# Performance Springs and Struts



## Z Trip (Oct 19, 2007)

Hello, I have a 1986 Nissan 300ZX and I want better all-around performance. So far I have front and back strut bars and a cold air intake.

I would like my ride to handle better so I want new springs and struts, the problem is, I don't know what kind are best for me...

I don't race my car but do take corners some what fast, I would like a nice smooth ride, would prefer if they where suitable for drifting and that wont need replacing anytime soon. 

I was looking at these: Performance Springs - The Z Store, your Datsun & Nissan Z & ZX source!
And these: Performance Struts - The Z Store, your Datsun & Nissan Z & ZX source!

But Napa and Canadian Tire also has replacement springs and struts. 
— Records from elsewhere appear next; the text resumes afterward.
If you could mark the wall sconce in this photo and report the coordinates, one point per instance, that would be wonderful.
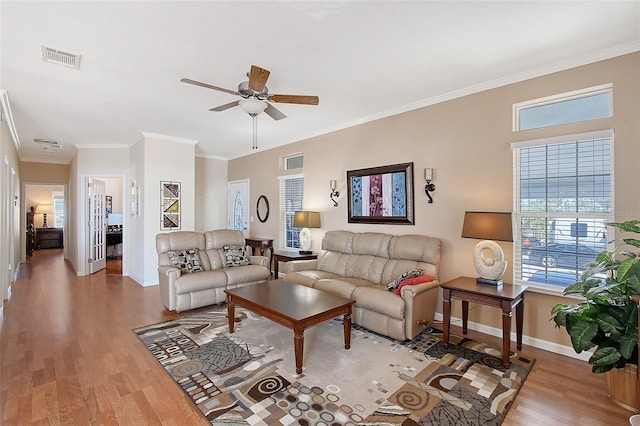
(334, 193)
(429, 187)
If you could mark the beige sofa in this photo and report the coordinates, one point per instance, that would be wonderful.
(359, 266)
(181, 290)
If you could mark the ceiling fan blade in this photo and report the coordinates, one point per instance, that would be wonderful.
(295, 99)
(258, 78)
(208, 86)
(274, 112)
(225, 106)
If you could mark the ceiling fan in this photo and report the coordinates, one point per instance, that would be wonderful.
(256, 98)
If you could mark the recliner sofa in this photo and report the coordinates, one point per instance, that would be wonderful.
(201, 281)
(359, 266)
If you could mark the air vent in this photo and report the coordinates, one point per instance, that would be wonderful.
(60, 57)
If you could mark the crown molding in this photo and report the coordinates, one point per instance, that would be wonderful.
(8, 117)
(169, 138)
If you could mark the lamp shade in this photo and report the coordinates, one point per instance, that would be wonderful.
(495, 226)
(44, 209)
(253, 106)
(305, 219)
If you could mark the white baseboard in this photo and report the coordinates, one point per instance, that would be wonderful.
(527, 340)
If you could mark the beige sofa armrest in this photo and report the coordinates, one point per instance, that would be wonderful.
(420, 306)
(411, 291)
(300, 265)
(167, 282)
(259, 260)
(168, 270)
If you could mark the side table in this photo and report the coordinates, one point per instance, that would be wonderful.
(286, 256)
(261, 244)
(506, 297)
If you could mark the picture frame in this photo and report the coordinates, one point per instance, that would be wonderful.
(381, 195)
(108, 203)
(171, 206)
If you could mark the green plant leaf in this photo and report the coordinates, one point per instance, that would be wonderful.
(604, 356)
(627, 226)
(628, 343)
(609, 324)
(581, 334)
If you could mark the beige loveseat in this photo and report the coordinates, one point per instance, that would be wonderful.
(181, 289)
(359, 266)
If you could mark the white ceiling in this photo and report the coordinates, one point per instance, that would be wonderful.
(365, 60)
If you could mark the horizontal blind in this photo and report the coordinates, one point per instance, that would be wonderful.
(563, 198)
(291, 200)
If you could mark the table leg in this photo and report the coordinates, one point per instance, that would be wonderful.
(465, 316)
(446, 316)
(347, 329)
(231, 312)
(519, 321)
(506, 333)
(298, 347)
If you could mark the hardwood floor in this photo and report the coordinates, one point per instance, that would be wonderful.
(68, 356)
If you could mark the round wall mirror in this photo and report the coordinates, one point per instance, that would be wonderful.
(262, 208)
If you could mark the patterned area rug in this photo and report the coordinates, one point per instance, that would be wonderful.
(248, 377)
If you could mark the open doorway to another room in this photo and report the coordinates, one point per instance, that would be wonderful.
(114, 218)
(45, 217)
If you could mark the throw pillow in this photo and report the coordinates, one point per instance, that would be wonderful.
(409, 274)
(187, 260)
(412, 281)
(235, 256)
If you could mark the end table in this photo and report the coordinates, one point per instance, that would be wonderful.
(506, 297)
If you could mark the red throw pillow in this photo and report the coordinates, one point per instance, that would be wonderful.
(411, 281)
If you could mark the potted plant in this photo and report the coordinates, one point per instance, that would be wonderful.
(608, 317)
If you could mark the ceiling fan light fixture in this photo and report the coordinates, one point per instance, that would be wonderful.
(253, 106)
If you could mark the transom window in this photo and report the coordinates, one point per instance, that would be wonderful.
(291, 198)
(563, 198)
(572, 107)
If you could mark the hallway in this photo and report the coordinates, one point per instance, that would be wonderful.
(68, 354)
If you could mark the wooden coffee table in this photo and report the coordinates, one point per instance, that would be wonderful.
(295, 306)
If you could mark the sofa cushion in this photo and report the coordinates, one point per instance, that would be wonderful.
(413, 281)
(341, 286)
(409, 274)
(377, 299)
(196, 282)
(308, 278)
(235, 255)
(187, 260)
(247, 273)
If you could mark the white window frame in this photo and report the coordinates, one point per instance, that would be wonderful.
(285, 211)
(285, 161)
(556, 99)
(518, 215)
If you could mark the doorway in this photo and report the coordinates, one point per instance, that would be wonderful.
(45, 209)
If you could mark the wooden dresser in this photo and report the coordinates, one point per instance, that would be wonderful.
(49, 238)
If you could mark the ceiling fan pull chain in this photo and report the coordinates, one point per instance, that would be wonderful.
(255, 131)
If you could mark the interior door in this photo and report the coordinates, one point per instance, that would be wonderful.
(96, 223)
(238, 206)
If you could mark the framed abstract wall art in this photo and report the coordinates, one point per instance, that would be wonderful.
(170, 200)
(381, 194)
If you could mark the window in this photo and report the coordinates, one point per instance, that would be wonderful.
(581, 105)
(563, 196)
(291, 197)
(58, 209)
(293, 162)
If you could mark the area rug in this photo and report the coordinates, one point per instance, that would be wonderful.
(248, 377)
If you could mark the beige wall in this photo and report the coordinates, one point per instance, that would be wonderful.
(467, 142)
(33, 172)
(211, 194)
(11, 198)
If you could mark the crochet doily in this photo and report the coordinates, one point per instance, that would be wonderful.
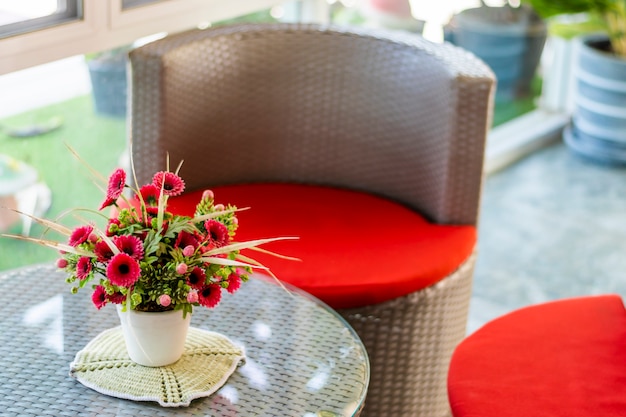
(207, 362)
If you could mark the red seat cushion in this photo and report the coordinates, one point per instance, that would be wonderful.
(356, 249)
(559, 359)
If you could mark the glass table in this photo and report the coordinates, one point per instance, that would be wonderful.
(302, 359)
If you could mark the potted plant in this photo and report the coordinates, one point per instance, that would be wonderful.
(155, 266)
(508, 38)
(598, 128)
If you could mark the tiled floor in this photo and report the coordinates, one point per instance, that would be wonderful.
(552, 226)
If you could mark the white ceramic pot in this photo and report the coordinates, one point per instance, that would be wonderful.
(154, 339)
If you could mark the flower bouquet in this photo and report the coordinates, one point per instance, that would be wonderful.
(147, 259)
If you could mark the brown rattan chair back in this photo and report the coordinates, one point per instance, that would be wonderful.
(388, 113)
(391, 114)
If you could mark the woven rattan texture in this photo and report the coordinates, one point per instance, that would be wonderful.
(207, 362)
(384, 112)
(410, 341)
(301, 358)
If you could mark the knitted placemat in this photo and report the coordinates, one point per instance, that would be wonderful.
(207, 362)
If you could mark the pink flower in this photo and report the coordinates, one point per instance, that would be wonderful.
(189, 250)
(123, 270)
(165, 300)
(117, 182)
(185, 239)
(150, 195)
(181, 268)
(171, 183)
(192, 297)
(217, 233)
(210, 295)
(112, 227)
(197, 278)
(234, 283)
(99, 297)
(80, 235)
(131, 245)
(116, 298)
(103, 251)
(83, 267)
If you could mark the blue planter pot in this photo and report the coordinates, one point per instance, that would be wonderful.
(109, 86)
(508, 40)
(598, 129)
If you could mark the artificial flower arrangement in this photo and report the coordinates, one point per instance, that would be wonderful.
(148, 259)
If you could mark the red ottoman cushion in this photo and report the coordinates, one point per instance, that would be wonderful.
(356, 249)
(560, 359)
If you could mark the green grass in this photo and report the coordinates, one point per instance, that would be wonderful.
(99, 140)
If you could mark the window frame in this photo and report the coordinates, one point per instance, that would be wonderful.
(67, 11)
(105, 25)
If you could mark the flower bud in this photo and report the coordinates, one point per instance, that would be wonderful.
(181, 268)
(192, 297)
(165, 300)
(189, 250)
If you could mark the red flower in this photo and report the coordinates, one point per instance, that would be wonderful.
(83, 267)
(103, 251)
(80, 235)
(99, 297)
(217, 233)
(210, 295)
(171, 183)
(117, 182)
(197, 278)
(116, 298)
(234, 282)
(150, 195)
(123, 270)
(130, 245)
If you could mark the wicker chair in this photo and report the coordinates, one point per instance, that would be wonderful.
(325, 105)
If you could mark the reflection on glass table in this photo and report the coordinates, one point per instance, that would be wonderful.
(302, 359)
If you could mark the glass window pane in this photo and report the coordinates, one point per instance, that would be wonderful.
(18, 17)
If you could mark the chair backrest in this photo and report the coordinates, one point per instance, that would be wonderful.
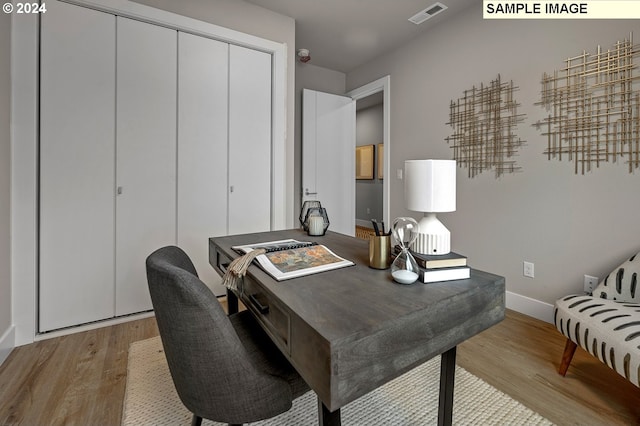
(206, 359)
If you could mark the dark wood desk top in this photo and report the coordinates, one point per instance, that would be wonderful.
(350, 330)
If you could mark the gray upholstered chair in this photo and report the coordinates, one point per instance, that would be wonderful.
(224, 368)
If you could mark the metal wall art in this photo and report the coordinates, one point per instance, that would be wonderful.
(594, 113)
(484, 122)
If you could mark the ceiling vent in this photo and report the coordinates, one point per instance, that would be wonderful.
(428, 13)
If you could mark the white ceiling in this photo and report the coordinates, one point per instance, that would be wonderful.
(344, 34)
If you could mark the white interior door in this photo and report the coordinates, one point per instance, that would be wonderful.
(146, 155)
(250, 87)
(203, 70)
(77, 177)
(328, 156)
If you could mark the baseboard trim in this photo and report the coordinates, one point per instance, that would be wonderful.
(7, 343)
(528, 306)
(92, 326)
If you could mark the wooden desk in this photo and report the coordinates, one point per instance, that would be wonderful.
(351, 330)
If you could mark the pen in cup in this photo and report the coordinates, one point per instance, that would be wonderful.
(375, 227)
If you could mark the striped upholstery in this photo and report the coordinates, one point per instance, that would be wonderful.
(607, 329)
(621, 284)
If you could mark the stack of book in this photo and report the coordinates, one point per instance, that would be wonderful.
(444, 267)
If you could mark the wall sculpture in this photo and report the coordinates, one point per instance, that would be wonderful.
(594, 113)
(484, 122)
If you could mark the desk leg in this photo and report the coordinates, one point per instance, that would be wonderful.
(232, 303)
(326, 417)
(447, 376)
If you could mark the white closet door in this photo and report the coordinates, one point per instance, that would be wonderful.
(76, 166)
(249, 140)
(146, 155)
(202, 149)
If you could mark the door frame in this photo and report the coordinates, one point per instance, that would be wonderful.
(381, 85)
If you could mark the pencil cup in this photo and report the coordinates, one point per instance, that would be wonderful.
(379, 251)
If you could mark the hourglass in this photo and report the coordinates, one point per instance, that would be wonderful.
(404, 268)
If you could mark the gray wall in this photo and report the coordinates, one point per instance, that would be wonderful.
(255, 20)
(5, 176)
(309, 76)
(369, 131)
(568, 225)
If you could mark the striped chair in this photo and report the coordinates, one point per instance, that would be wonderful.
(607, 324)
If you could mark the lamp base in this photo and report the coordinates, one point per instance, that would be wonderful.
(433, 238)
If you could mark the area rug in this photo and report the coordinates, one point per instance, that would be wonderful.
(411, 399)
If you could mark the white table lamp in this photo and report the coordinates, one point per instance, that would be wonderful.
(430, 187)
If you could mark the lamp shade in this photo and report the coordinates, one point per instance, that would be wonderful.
(430, 185)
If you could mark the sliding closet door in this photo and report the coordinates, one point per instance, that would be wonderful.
(77, 176)
(146, 155)
(202, 148)
(249, 140)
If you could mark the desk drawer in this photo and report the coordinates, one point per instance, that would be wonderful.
(274, 318)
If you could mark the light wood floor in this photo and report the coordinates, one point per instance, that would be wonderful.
(80, 379)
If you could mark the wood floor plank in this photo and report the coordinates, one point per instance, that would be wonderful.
(80, 379)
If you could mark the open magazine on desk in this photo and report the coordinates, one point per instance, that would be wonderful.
(285, 259)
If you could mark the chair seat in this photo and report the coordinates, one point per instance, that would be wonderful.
(607, 329)
(263, 352)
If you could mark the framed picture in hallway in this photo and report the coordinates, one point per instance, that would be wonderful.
(364, 162)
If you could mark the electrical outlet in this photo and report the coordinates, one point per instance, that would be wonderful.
(528, 269)
(590, 283)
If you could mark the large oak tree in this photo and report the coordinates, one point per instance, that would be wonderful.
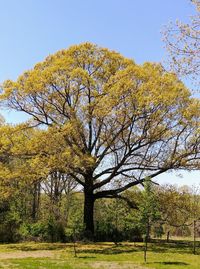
(109, 122)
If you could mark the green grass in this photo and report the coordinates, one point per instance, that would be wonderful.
(174, 255)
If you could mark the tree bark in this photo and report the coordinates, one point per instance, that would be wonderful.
(89, 214)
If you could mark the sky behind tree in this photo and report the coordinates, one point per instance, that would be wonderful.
(33, 29)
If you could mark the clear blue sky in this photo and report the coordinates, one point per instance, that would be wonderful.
(32, 29)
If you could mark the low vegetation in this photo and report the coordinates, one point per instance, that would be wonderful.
(174, 255)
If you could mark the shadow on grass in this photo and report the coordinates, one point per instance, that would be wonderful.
(171, 263)
(110, 250)
(37, 247)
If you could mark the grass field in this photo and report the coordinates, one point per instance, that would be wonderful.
(174, 255)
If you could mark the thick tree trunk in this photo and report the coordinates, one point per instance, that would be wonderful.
(89, 214)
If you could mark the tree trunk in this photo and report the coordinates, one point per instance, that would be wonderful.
(89, 214)
(194, 237)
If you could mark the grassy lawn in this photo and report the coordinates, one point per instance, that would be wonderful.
(173, 255)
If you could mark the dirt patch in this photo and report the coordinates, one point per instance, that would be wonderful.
(115, 265)
(28, 254)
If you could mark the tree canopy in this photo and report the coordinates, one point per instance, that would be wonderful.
(109, 122)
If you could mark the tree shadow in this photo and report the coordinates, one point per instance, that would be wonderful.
(170, 263)
(37, 247)
(110, 250)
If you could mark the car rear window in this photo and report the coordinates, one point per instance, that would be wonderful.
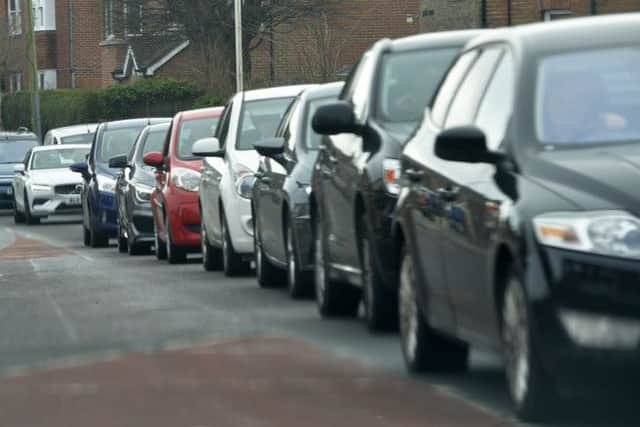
(259, 120)
(589, 97)
(193, 130)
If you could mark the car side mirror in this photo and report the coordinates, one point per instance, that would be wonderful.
(466, 144)
(207, 147)
(154, 159)
(118, 162)
(335, 118)
(270, 147)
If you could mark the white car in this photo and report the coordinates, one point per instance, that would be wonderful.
(44, 185)
(77, 134)
(227, 178)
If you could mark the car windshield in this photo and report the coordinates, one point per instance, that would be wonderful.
(408, 82)
(312, 138)
(589, 97)
(193, 130)
(82, 138)
(117, 142)
(58, 159)
(260, 119)
(14, 151)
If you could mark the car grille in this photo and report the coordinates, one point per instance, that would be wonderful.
(66, 189)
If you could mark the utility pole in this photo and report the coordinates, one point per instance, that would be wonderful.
(33, 62)
(239, 58)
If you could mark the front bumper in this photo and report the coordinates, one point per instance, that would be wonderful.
(588, 322)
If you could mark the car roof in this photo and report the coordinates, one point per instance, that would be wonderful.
(123, 124)
(59, 147)
(74, 130)
(201, 113)
(542, 39)
(275, 92)
(430, 40)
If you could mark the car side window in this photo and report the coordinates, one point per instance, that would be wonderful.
(465, 104)
(497, 105)
(449, 86)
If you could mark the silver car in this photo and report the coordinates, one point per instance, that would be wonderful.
(44, 185)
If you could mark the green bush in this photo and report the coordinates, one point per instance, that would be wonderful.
(63, 107)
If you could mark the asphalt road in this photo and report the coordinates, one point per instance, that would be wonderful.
(122, 323)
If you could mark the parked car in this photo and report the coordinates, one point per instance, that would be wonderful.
(78, 134)
(355, 183)
(227, 174)
(174, 201)
(99, 212)
(280, 199)
(44, 185)
(134, 186)
(13, 148)
(518, 224)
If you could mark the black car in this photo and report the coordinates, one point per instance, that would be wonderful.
(13, 148)
(133, 191)
(519, 219)
(280, 199)
(355, 181)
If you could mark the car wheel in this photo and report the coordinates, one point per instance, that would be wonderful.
(268, 275)
(28, 218)
(424, 350)
(18, 217)
(299, 283)
(532, 390)
(333, 298)
(380, 303)
(123, 245)
(211, 257)
(175, 254)
(160, 248)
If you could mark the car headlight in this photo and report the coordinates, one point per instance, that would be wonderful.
(142, 192)
(185, 179)
(106, 183)
(40, 188)
(613, 233)
(391, 171)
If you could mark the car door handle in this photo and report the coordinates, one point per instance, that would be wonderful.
(448, 194)
(414, 175)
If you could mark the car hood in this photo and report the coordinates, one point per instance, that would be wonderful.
(592, 179)
(55, 176)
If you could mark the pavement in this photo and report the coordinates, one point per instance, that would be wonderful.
(94, 337)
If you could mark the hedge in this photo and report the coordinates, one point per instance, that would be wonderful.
(63, 107)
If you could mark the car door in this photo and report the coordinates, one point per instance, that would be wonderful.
(343, 178)
(462, 212)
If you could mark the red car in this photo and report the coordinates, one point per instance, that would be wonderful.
(174, 200)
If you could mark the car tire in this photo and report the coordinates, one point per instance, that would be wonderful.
(18, 217)
(175, 254)
(268, 275)
(532, 390)
(28, 218)
(211, 256)
(232, 262)
(333, 298)
(424, 349)
(299, 283)
(123, 244)
(380, 303)
(159, 246)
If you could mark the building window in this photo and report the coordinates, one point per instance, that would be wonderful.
(15, 82)
(48, 79)
(553, 15)
(44, 15)
(15, 17)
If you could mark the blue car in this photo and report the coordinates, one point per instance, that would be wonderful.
(99, 210)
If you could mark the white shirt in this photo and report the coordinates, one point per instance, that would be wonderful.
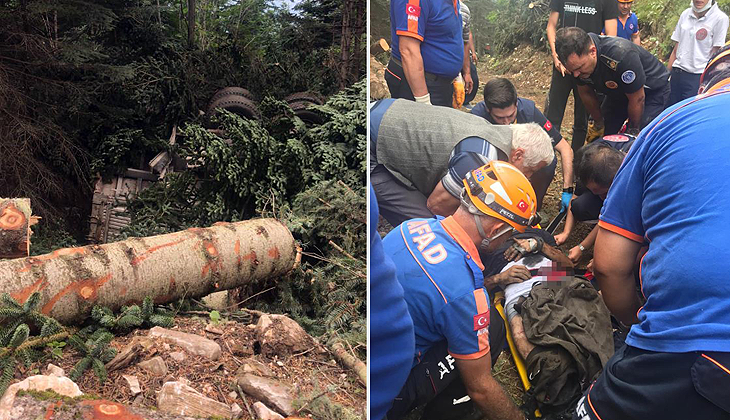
(696, 37)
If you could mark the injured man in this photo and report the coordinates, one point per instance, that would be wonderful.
(558, 321)
(546, 265)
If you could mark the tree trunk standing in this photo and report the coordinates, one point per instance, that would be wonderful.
(191, 23)
(15, 222)
(191, 263)
(353, 26)
(345, 42)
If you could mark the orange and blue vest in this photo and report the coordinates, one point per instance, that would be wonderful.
(441, 274)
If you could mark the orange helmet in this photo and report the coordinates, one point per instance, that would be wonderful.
(500, 190)
(717, 71)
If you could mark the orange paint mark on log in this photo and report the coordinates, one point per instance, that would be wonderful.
(210, 248)
(106, 410)
(33, 261)
(86, 288)
(143, 256)
(50, 411)
(86, 292)
(22, 295)
(12, 218)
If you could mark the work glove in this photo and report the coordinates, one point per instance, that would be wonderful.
(425, 99)
(522, 247)
(594, 131)
(459, 93)
(514, 274)
(565, 201)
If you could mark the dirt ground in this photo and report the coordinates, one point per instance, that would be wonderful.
(310, 373)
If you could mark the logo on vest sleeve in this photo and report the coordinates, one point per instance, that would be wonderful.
(479, 175)
(701, 34)
(413, 10)
(628, 76)
(481, 321)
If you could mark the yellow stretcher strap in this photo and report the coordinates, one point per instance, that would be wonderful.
(519, 362)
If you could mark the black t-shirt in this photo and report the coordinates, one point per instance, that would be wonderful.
(588, 15)
(624, 67)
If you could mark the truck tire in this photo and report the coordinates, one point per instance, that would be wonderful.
(306, 115)
(237, 104)
(232, 90)
(312, 97)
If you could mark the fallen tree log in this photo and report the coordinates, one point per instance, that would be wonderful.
(15, 223)
(191, 263)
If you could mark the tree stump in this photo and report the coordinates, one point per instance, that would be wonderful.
(15, 223)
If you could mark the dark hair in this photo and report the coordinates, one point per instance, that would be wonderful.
(499, 93)
(597, 162)
(571, 40)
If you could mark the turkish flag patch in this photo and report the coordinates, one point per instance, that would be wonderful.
(481, 321)
(413, 10)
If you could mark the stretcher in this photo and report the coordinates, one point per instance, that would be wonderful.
(519, 362)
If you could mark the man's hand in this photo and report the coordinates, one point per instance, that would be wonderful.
(522, 247)
(514, 274)
(565, 201)
(468, 84)
(560, 238)
(558, 65)
(575, 253)
(595, 130)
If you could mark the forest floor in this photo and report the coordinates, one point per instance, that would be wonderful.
(310, 375)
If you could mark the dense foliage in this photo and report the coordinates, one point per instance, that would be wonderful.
(312, 177)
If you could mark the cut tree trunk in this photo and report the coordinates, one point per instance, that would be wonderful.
(15, 223)
(191, 263)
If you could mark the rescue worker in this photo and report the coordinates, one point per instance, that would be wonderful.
(669, 194)
(627, 24)
(502, 106)
(427, 51)
(459, 335)
(635, 83)
(596, 165)
(591, 16)
(700, 33)
(391, 328)
(419, 155)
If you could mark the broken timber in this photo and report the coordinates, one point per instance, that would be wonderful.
(191, 263)
(15, 223)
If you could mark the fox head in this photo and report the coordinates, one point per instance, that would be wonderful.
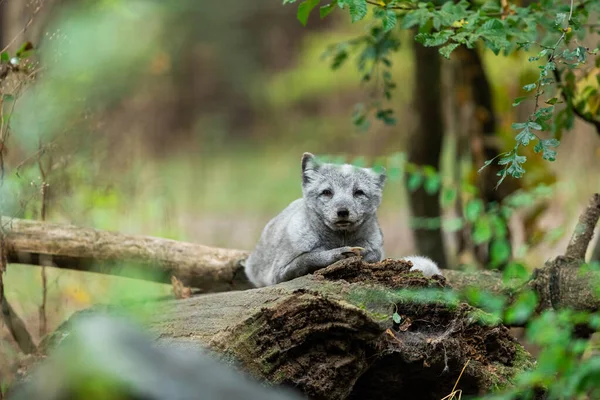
(343, 196)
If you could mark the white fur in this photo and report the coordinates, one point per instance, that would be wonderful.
(427, 266)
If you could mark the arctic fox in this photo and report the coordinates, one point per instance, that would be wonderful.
(335, 219)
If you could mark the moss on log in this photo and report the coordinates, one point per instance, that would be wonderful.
(332, 335)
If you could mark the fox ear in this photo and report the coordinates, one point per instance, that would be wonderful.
(309, 164)
(381, 175)
(308, 161)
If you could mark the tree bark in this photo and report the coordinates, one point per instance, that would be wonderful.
(64, 246)
(332, 335)
(425, 148)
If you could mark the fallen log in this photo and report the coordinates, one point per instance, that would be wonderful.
(209, 269)
(85, 249)
(342, 334)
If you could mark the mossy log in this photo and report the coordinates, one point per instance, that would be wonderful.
(332, 335)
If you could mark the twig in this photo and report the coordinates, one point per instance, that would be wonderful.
(584, 230)
(44, 206)
(454, 391)
(13, 322)
(567, 97)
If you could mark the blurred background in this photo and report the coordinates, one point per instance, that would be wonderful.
(188, 121)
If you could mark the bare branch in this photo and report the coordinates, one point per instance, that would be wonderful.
(584, 231)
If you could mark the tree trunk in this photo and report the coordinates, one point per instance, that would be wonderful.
(425, 148)
(332, 335)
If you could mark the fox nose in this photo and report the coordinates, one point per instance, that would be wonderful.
(343, 213)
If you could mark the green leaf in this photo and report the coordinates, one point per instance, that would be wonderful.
(325, 10)
(432, 183)
(485, 165)
(452, 224)
(304, 10)
(482, 231)
(433, 39)
(358, 9)
(414, 181)
(389, 21)
(518, 100)
(448, 49)
(525, 136)
(499, 251)
(448, 196)
(25, 48)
What do you think is best?

Thanks

Z


----------



## Asleep (Jan 19, 2003)

there are lots that are considered "best". on my 240sx i have tokico struts with tein s tech springs. i actually like the ride a lot. nice and firm but not so firm i dont want to drive my car and they wont break the wallet either.


----------



## Z Trip (Oct 19, 2007)

Ok, thank you. More opinions welcome.

Z


----------



## bossballa (Apr 12, 2008)

tein is the best coils you can get.


----------